DTG + FTC + TAF was associated with significantly fewer adverse pregnancy outcomes (driven by lower rates of preterm delivery and small for gestational age) and fewer neonatal deaths than EFV + FTC + TDF.

They concluded that these results affirm WHO recommendations to use DTG-based ART in all populations, including pregnant women. They note that TAF might be preferable to TDF in pregnancy.   


VESTED is a key ART optimisation study. So these first results from an excellent randomised controlled trial, conducted in a population that will receive WHO-recommended first-line ART, have been greatly anticipated.

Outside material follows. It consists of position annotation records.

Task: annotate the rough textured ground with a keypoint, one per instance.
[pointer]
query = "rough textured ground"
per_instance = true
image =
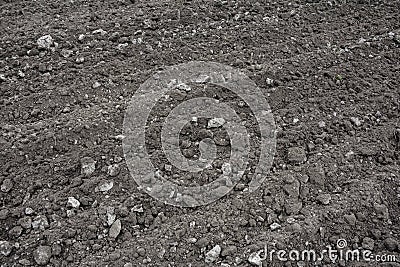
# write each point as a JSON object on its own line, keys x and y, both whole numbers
{"x": 329, "y": 69}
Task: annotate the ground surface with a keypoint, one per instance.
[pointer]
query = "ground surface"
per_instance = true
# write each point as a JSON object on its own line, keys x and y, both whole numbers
{"x": 329, "y": 69}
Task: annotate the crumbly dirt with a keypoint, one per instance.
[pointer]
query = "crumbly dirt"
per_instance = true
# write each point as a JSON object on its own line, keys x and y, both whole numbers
{"x": 329, "y": 70}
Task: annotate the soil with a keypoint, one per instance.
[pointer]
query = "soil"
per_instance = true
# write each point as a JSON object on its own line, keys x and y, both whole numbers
{"x": 68, "y": 69}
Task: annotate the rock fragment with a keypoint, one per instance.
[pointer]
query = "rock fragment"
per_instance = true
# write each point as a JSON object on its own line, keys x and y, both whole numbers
{"x": 45, "y": 42}
{"x": 88, "y": 166}
{"x": 104, "y": 187}
{"x": 42, "y": 255}
{"x": 213, "y": 254}
{"x": 73, "y": 202}
{"x": 7, "y": 185}
{"x": 324, "y": 199}
{"x": 296, "y": 155}
{"x": 40, "y": 222}
{"x": 215, "y": 122}
{"x": 5, "y": 248}
{"x": 115, "y": 229}
{"x": 113, "y": 170}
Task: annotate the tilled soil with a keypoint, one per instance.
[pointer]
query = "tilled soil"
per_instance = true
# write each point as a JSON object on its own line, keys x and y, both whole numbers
{"x": 329, "y": 70}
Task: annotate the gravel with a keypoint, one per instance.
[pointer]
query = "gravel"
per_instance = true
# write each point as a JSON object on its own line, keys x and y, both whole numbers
{"x": 42, "y": 255}
{"x": 115, "y": 229}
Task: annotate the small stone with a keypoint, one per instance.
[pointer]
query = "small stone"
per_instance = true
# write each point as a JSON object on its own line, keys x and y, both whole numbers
{"x": 24, "y": 262}
{"x": 56, "y": 250}
{"x": 4, "y": 214}
{"x": 213, "y": 254}
{"x": 73, "y": 202}
{"x": 29, "y": 211}
{"x": 42, "y": 255}
{"x": 115, "y": 229}
{"x": 391, "y": 244}
{"x": 215, "y": 122}
{"x": 40, "y": 222}
{"x": 80, "y": 60}
{"x": 324, "y": 199}
{"x": 66, "y": 53}
{"x": 269, "y": 81}
{"x": 350, "y": 219}
{"x": 25, "y": 222}
{"x": 138, "y": 208}
{"x": 141, "y": 251}
{"x": 382, "y": 211}
{"x": 296, "y": 155}
{"x": 229, "y": 251}
{"x": 7, "y": 185}
{"x": 101, "y": 31}
{"x": 107, "y": 186}
{"x": 45, "y": 42}
{"x": 183, "y": 87}
{"x": 293, "y": 206}
{"x": 5, "y": 248}
{"x": 255, "y": 258}
{"x": 15, "y": 232}
{"x": 96, "y": 85}
{"x": 368, "y": 243}
{"x": 294, "y": 228}
{"x": 275, "y": 226}
{"x": 88, "y": 166}
{"x": 355, "y": 121}
{"x": 292, "y": 189}
{"x": 113, "y": 170}
{"x": 202, "y": 79}
{"x": 33, "y": 52}
{"x": 202, "y": 242}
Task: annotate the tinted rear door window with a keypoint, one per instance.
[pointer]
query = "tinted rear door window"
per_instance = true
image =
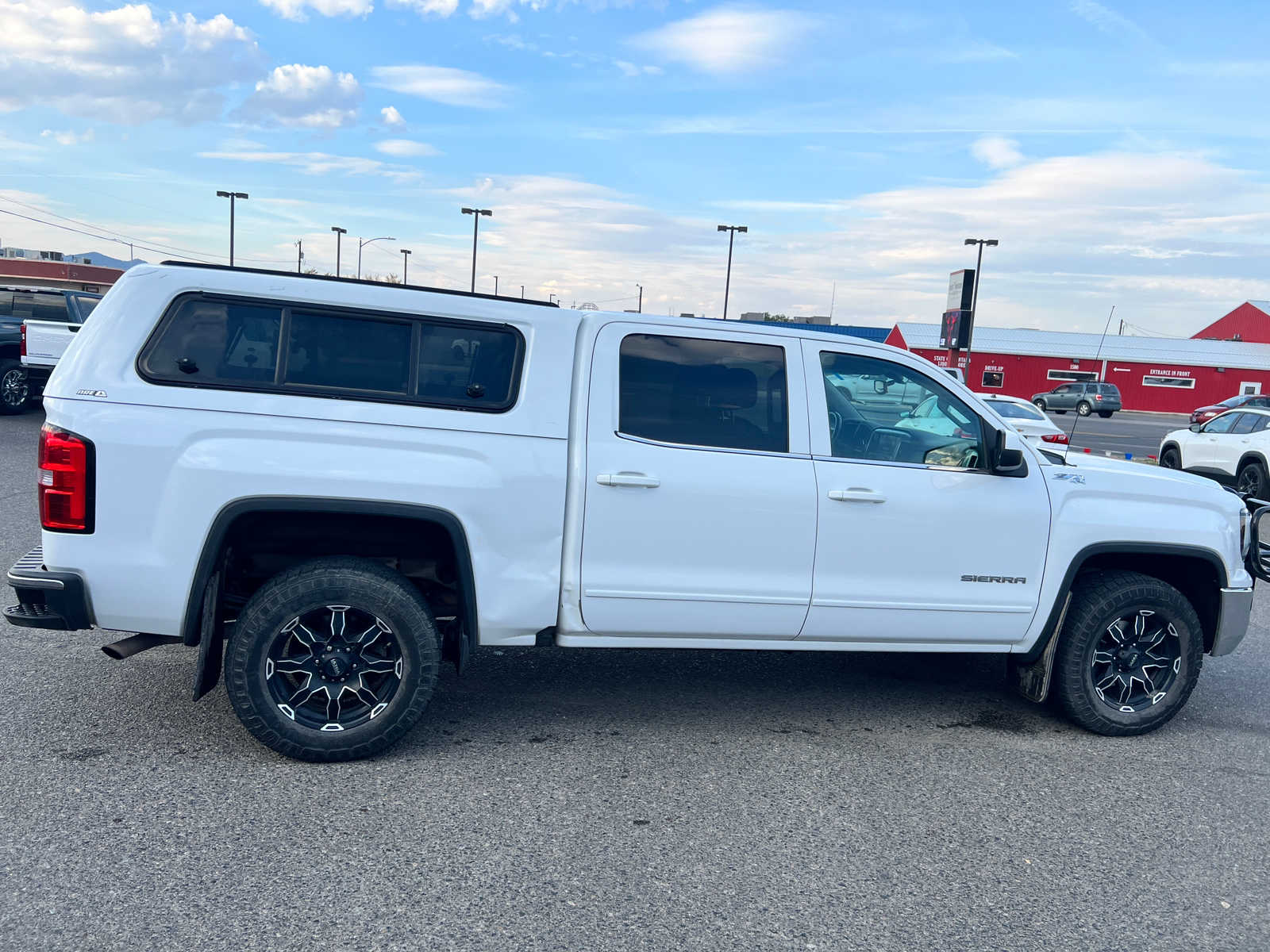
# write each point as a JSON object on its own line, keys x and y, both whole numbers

The DolPHIN 2 study also showed good virological suppression with DTG-based ART among women starting treatment in pregnancy (late pregnancy – from 28 weeks’ gestation). [2] There were also more still births in this study in the DTG arm. But these were judged not related or unlikely to be related to ART.

The suggestion that TAF might be preferable to TDF in pregnancy needs to be carefully considered against the emerging data showing greater risk of weight gain – also shown in VESTED – with TAF and DTG containing ART. This seems to be more likely among black African women.


  1. Chinula L et al. Safety and efficacy of DTG vs EFV and TDF vs TAF in pregnancy: IMPAACT 2010 trial. Oral abstract 130LB. (abstract) (webcast)
  2. Clayden P. Dolutegravir suppresses viral load faster than efavirenz in late pregnancy: results from DolPHIN-2. HTB. 12 March 2019.